Non-ASCII strings in DICOM cause extractor routines to fail (2)
Possibly related to Issue #256
When importing Philips SC's with special characters in the StudyDescription, I get the following error on line 144 of ct_philips.py
UnicodeEncodeError: 'ascii' codec can't encode characters in position 8-9: ordinal not in range(128)
A quick workaround was to replace
commentstudydescription = get_value_kw('StudyDescription', dataset, char_set=ch)
by
commentstudydescription = get_value_kw('StudyDescription', dataset, char_set=ch).encode('utf-8')
Comments (13)
-
-
One way of dealing with this maybe to encode as per the stated SpecificCharacterSet, but if it complains of UnicodeEncodeError then try again with a character set set to utf-8 as a best endeavour guess.
-
reporter SpecificCharacterSet was equal to "ISO_IR 100". So either the Philips Brilliance 64 doesn't use this tag, or PACS is modifying it? Your suggestion to take utf-8 as a fallback sounds good.
-
reporter - changed component to Import: All
-
@tcdewit have you some examples of this? It'd be good to test it with
.decode()
-
reporter - attached sc_philips_unicode_error.dcm
-
Thanks @tcdewit - that'll be a really useful test case for issue
#503as it demonstrates that I need to make sure all the strings are unicode! Can you confirm the correct presentation of the different fields, as with a single extra 'u' it will import into the issue503 branch, but I am getting a variations in what is currently displayed:- Study description: Ear/MASTOID
- Requested procedure: CT MASTOÏD
- Within the comment field: <StudyDescription SRData="CT MASTOÃD" />
- Series 'aquisition protocol' field: MASTOID 0,55 MM
-
reporter To me it's confusing as well... different encodings seem to be mixed.

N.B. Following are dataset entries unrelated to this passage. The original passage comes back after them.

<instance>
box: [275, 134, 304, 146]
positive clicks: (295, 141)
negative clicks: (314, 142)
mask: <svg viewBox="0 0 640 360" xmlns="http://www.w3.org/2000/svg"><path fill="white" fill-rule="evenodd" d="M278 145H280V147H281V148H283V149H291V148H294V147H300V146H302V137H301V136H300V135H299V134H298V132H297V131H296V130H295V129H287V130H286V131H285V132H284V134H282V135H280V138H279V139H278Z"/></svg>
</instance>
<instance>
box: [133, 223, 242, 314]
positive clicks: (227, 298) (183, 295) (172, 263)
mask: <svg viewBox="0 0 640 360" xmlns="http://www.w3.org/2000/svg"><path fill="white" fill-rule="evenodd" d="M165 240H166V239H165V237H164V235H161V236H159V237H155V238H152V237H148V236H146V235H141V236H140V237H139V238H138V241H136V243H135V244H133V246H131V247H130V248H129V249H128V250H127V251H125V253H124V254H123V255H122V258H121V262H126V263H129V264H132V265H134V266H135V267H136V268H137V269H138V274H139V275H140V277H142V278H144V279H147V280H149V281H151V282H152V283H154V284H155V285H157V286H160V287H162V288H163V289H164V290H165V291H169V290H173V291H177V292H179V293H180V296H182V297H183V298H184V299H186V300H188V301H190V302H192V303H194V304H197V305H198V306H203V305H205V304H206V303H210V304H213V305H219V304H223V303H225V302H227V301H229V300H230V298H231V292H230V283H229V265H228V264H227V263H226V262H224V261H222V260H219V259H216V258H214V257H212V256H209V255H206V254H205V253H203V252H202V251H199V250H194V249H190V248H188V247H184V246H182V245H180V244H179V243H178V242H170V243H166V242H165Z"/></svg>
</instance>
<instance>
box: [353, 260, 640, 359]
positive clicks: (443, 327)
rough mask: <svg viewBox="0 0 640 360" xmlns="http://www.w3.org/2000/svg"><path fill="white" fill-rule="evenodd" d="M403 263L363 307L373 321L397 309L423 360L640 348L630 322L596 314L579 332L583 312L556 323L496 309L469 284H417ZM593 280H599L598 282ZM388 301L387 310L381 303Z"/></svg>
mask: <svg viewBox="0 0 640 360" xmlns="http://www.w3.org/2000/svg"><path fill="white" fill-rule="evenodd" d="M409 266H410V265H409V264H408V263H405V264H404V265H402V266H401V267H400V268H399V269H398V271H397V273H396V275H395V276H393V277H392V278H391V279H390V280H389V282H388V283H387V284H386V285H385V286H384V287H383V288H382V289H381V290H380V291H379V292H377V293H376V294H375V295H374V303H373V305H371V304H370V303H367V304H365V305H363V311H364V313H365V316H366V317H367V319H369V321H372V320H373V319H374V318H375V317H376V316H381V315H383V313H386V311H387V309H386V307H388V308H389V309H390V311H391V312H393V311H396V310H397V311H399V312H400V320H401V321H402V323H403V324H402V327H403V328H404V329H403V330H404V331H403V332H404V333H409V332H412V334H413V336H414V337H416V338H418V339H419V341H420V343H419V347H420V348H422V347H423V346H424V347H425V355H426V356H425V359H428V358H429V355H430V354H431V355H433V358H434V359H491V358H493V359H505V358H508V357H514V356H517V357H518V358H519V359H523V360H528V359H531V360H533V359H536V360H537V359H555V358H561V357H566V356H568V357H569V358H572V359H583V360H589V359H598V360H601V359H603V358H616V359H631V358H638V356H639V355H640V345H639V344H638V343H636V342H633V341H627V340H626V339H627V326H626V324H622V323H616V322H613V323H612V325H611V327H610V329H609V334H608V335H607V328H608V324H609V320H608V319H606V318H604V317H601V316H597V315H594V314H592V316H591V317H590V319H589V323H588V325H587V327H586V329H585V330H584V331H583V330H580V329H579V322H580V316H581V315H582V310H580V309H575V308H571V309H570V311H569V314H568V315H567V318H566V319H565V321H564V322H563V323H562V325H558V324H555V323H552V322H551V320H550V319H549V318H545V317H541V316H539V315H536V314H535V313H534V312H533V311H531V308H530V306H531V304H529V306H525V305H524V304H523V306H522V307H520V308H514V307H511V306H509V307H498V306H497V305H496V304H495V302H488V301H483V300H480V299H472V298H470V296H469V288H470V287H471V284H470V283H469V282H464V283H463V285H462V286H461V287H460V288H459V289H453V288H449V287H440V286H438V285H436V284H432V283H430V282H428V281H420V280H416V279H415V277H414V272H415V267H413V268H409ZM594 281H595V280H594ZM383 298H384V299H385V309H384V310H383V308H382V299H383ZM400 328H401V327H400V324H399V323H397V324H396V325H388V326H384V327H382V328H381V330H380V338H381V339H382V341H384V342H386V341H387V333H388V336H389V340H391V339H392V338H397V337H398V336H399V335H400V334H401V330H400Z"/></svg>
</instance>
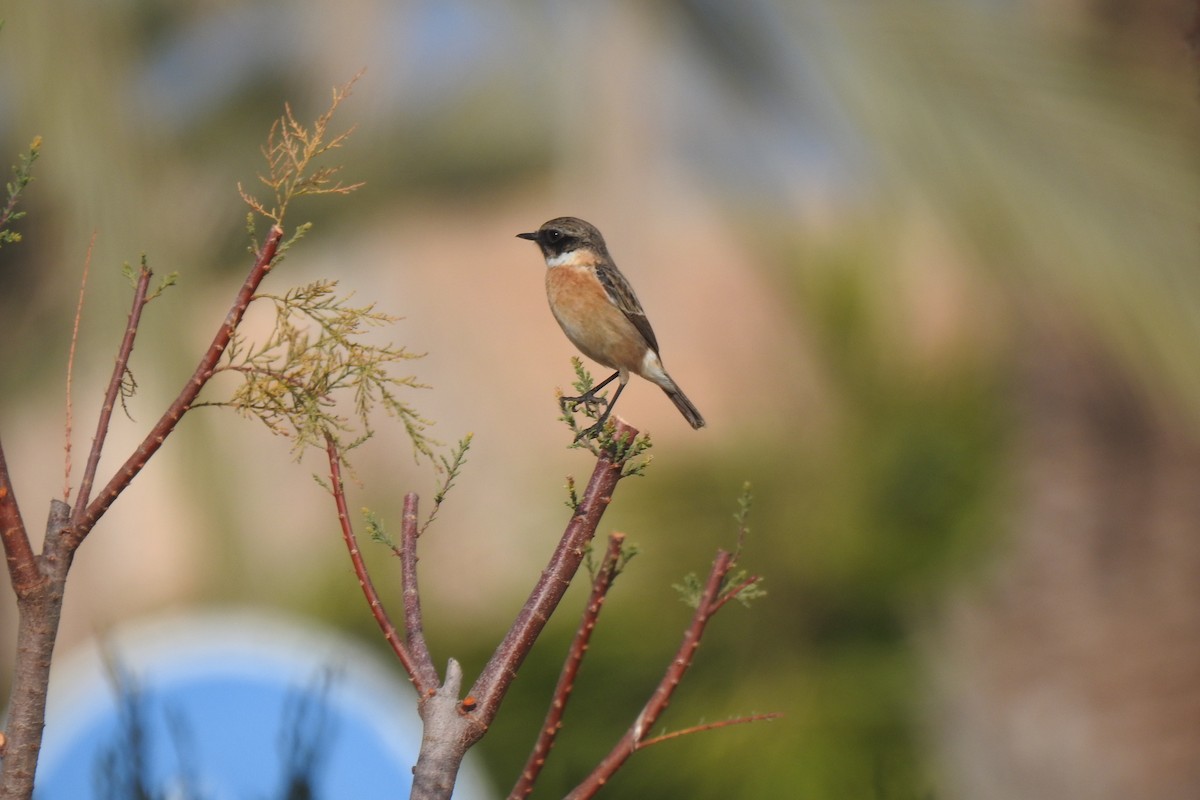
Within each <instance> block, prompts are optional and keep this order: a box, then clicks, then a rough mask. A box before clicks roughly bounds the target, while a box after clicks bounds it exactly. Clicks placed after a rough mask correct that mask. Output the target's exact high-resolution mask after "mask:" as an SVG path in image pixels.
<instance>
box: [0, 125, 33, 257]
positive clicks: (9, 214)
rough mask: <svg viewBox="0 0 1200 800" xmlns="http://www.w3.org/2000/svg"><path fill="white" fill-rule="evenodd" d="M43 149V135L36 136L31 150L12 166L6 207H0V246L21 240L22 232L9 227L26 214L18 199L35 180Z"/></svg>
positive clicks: (7, 182) (26, 153) (19, 198)
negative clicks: (39, 161) (36, 169)
mask: <svg viewBox="0 0 1200 800" xmlns="http://www.w3.org/2000/svg"><path fill="white" fill-rule="evenodd" d="M41 151H42V137H40V136H37V137H34V140H32V142H30V143H29V151H28V152H24V154H22V156H20V161H19V162H18V163H17V164H14V166H13V168H12V180H11V181H8V182H7V184H5V190H6V194H7V198H6V199H5V204H4V207H0V246H2V245H16V243H17V242H19V241H20V233H19V231H17V230H12V229H11V228H8V224H10V223H12V222H17V221H18V219H20V218H22V217H24V216H25V212H24V211H18V210H17V201H18V200H19V199H20V193H22V192H24V191H25V187H26V186H29V185H30V182H31V181H32V180H34V162H35V161H37V156H38V155H40V154H41Z"/></svg>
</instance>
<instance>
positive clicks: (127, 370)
mask: <svg viewBox="0 0 1200 800" xmlns="http://www.w3.org/2000/svg"><path fill="white" fill-rule="evenodd" d="M151 277H154V272H151V271H150V269H149V267H148V266H146V265H145V264H143V265H142V270H140V271H139V272H138V282H137V285H136V288H134V289H133V307H132V308H130V318H128V321H127V323H126V325H125V336H124V337H122V338H121V347H120V349H119V350H118V351H116V361H115V363H113V374H112V377H110V378H109V379H108V389H107V390H106V391H104V403H103V404H102V405H101V407H100V421H98V422H96V435H94V437H92V439H91V450H90V451H89V452H88V465H86V467H84V470H83V481H80V483H79V497H78V498H76V507H74V511H73V512H72V515H71V518H72V522H74V523H78V522H79V519H82V518H83V516H84V513H86V511H88V500H90V499H91V486H92V483H94V482H95V480H96V469H97V468H98V467H100V453H101V451H102V450H103V449H104V439H106V438H107V437H108V425H109V422H110V421H112V419H113V409H115V408H116V399H118V397H119V396H120V393H121V383H122V381H124V380H125V374H126V373H127V372H128V369H130V356H131V355H133V341H134V339H136V338H137V336H138V325H140V323H142V309H143V308H145V306H146V295H148V294H149V293H150V278H151ZM79 302H80V303H83V291H82V290H80V294H79ZM77 320H78V318H77ZM71 351H72V354H73V353H74V342H73V341H72V344H71ZM68 374H70V372H68Z"/></svg>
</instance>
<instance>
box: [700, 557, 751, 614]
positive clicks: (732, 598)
mask: <svg viewBox="0 0 1200 800" xmlns="http://www.w3.org/2000/svg"><path fill="white" fill-rule="evenodd" d="M730 566H731V569H732V564H731V565H730ZM758 581H761V577H760V576H757V575H752V576H750V577H749V578H746V579H745V581H743V582H740V583H739V584H738V585H736V587H731V588H730V589H726V590H725V591H722V593H721V596H720V597H718V599H716V602H714V603H713V609H712V610H710V612H709V614H715V613H716V612H719V610H721V606H724V604H725V603H727V602H730V601H731V600H733V599H734V597H737V596H738V595H740V594H742V590H743V589H745V588H746V587H752V585H754V584H756V583H758Z"/></svg>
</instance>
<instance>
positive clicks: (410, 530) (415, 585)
mask: <svg viewBox="0 0 1200 800" xmlns="http://www.w3.org/2000/svg"><path fill="white" fill-rule="evenodd" d="M416 503H418V498H416V494H415V493H414V492H409V493H408V494H406V495H404V516H403V518H402V522H401V547H400V575H401V581H402V584H403V591H404V638H406V640H407V642H408V651H409V654H410V655H412V656H413V661H414V663H415V667H416V670H418V674H419V675H420V680H421V684H424V685H425V686H437V685H438V670H437V668H436V667H434V666H433V656H431V655H430V645H428V644H427V643H426V642H425V621H424V619H425V618H424V615H422V614H421V594H420V589H419V587H418V584H416V561H418V560H419V559H418V558H416V539H418V537H419V536H420V535H421V533H420V525H418V513H416Z"/></svg>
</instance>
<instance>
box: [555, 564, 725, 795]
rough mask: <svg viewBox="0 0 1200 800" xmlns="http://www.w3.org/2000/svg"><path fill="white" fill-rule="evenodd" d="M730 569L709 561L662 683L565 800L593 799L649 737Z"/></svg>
mask: <svg viewBox="0 0 1200 800" xmlns="http://www.w3.org/2000/svg"><path fill="white" fill-rule="evenodd" d="M732 565H733V555H732V554H730V553H727V552H725V551H718V552H716V560H714V561H713V569H712V570H710V571H709V573H708V582H707V583H706V585H704V591H703V594H702V595H701V597H700V603H698V604H697V606H696V613H695V614H692V618H691V625H689V626H688V631H686V632H685V633H684V636H683V642H682V643H680V644H679V650H678V651H677V652H676V656H674V658H673V660H672V661H671V666H670V667H667V670H666V673H665V674H664V675H662V680H660V681H659V685H658V686H656V687H655V690H654V693H653V694H650V699H649V700H647V703H646V705H644V706H642V711H641V712H640V714H638V715H637V718H636V720H635V721H634V724H632V726H630V728H629V730H626V732H625V735H623V736H622V738H620V740H619V741H618V742H617V745H616V746H614V747H613V748H612V751H610V753H608V754H607V756H605V758H604V760H602V762H600V764H599V765H596V768H595V769H594V770H592V774H590V775H588V776H587V777H586V778H584V780H583V782H582V783H580V784H578V786H577V787H576V788H575V789H574V790H571V793H570V794H568V795H566V800H583V799H584V798H590V796H593V795H595V793H596V792H599V790H600V788H601V787H602V786H604V784H605V783H607V782H608V778H611V777H612V776H613V774H614V772H616V771H617V770H618V769H620V766H622V765H623V764H624V763H625V760H628V759H629V757H630V756H632V754H634V753H635V752H636V751H637V750H638V747H641V746H643V741H644V739H646V736H647V734H648V733H649V730H650V728H653V727H654V723H655V722H658V720H659V716H661V715H662V712H664V711H666V709H667V705H668V704H670V703H671V696H672V694H673V693H674V691H676V688H677V687H678V686H679V682H680V681H682V680H683V678H684V675H685V674H686V673H688V668H689V667H691V660H692V656H694V655H695V654H696V648H698V646H700V639H701V637H702V636H703V634H704V627H706V626H707V625H708V620H710V619H712V616H713V614H714V613H715V612H716V609H718V608H720V603H719V601H720V591H721V582H722V581H724V579H725V576H726V575H728V571H730V569H731V567H732Z"/></svg>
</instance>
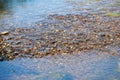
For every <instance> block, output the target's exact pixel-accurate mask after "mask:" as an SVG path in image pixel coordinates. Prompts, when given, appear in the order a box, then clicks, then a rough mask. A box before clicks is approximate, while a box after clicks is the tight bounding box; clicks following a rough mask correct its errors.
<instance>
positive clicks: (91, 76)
mask: <svg viewBox="0 0 120 80" xmlns="http://www.w3.org/2000/svg"><path fill="white" fill-rule="evenodd" d="M119 9H120V1H119V0H109V1H108V0H0V31H5V30H10V29H14V28H22V29H25V28H28V29H30V28H34V27H35V26H36V23H38V22H40V21H45V19H46V17H48V16H49V15H55V14H57V15H66V14H72V15H74V14H75V15H76V14H79V15H80V14H82V15H84V14H98V15H109V16H112V17H115V16H118V15H119V14H120V10H119ZM119 16H120V15H119ZM117 19H118V18H117ZM118 20H119V19H118ZM48 21H50V20H48ZM45 22H47V21H45ZM51 23H52V22H51ZM45 28H46V27H45ZM45 30H49V29H45ZM28 34H29V33H28ZM33 34H34V31H33ZM38 36H39V35H38ZM112 49H113V48H112ZM114 50H115V51H117V54H120V46H119V45H118V47H114ZM111 51H112V50H111ZM109 53H110V52H107V51H106V52H103V51H97V50H90V51H88V52H79V53H76V54H62V55H55V56H47V57H43V58H15V59H14V60H12V61H2V62H0V80H120V56H119V55H117V56H115V55H111V54H109Z"/></svg>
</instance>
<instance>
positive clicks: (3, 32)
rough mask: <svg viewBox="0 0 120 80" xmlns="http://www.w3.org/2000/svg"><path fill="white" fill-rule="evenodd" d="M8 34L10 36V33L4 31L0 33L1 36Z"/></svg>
mask: <svg viewBox="0 0 120 80" xmlns="http://www.w3.org/2000/svg"><path fill="white" fill-rule="evenodd" d="M7 34H9V31H3V32H1V33H0V35H7Z"/></svg>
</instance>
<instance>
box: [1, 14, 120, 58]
mask: <svg viewBox="0 0 120 80" xmlns="http://www.w3.org/2000/svg"><path fill="white" fill-rule="evenodd" d="M119 21H120V20H119V18H118V17H106V16H99V15H96V14H95V15H90V14H88V15H84V16H83V15H72V14H68V15H49V16H48V17H47V18H46V19H45V20H43V21H40V22H38V23H36V26H35V27H34V28H30V29H21V28H16V29H13V30H11V31H10V32H9V34H8V32H6V33H5V32H3V33H5V34H8V35H5V36H3V37H4V38H5V39H6V42H8V43H10V44H11V46H12V49H13V50H14V51H13V52H12V54H13V55H14V57H44V56H47V55H56V54H63V53H68V54H73V53H77V52H80V51H88V50H93V49H96V50H102V51H107V47H108V46H116V45H120V23H119ZM3 35H4V34H3ZM6 46H7V45H6ZM1 49H2V47H1ZM10 49H11V48H10ZM8 52H9V51H6V49H5V50H4V51H3V52H2V53H8ZM110 52H111V51H110ZM115 54H117V53H115Z"/></svg>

Study description (0008,1030) seems to use utf-8 (hex-code C38F for Ï, translating in to à when interpreted as latin-1).(Almost) all other fields are in latin-1 format (hex-code CF for Ï) or use I instead of Ï on purpose. Btw I might have asked this before, but why does openrem use protocolname (0018,1030) as study description instead of (0008,1030)?
-
I don't know about the study description. Maybe it wasn't there in the Philips Dose Info images I based the code on? We use StudyDescription in rdsr.py, and in dx.py we go through a list of possible tags to fill that in.
I guess we should change it to prefer StudyDescription - feel free to create an issue, branch from develop (in openrem/openrem) and create a PR!
-
reporter Actually it turns out that StudyDescription (0008,1030) is the field used for the comment field; that explains the Ã, since the encoding is wrong (utf-8). I suggest keeping everything the same (but with the extra 'u' everywhere).
-
- changed status to resolved
-
-
assigned issue to
- changed milestone to 0.8.0
-
assigned issue to
-
Will still need work to improve, I have had a similar issue from elsewhere. But at least it should import now.
- Log in to comment
That shouldn't have been a problem as far as I can see @tcdewit, as long as the character set used matched the declared character set in the header.
What was the string, and what was the value of SpecificCharacterSet (0008,0005) - or does it even exist?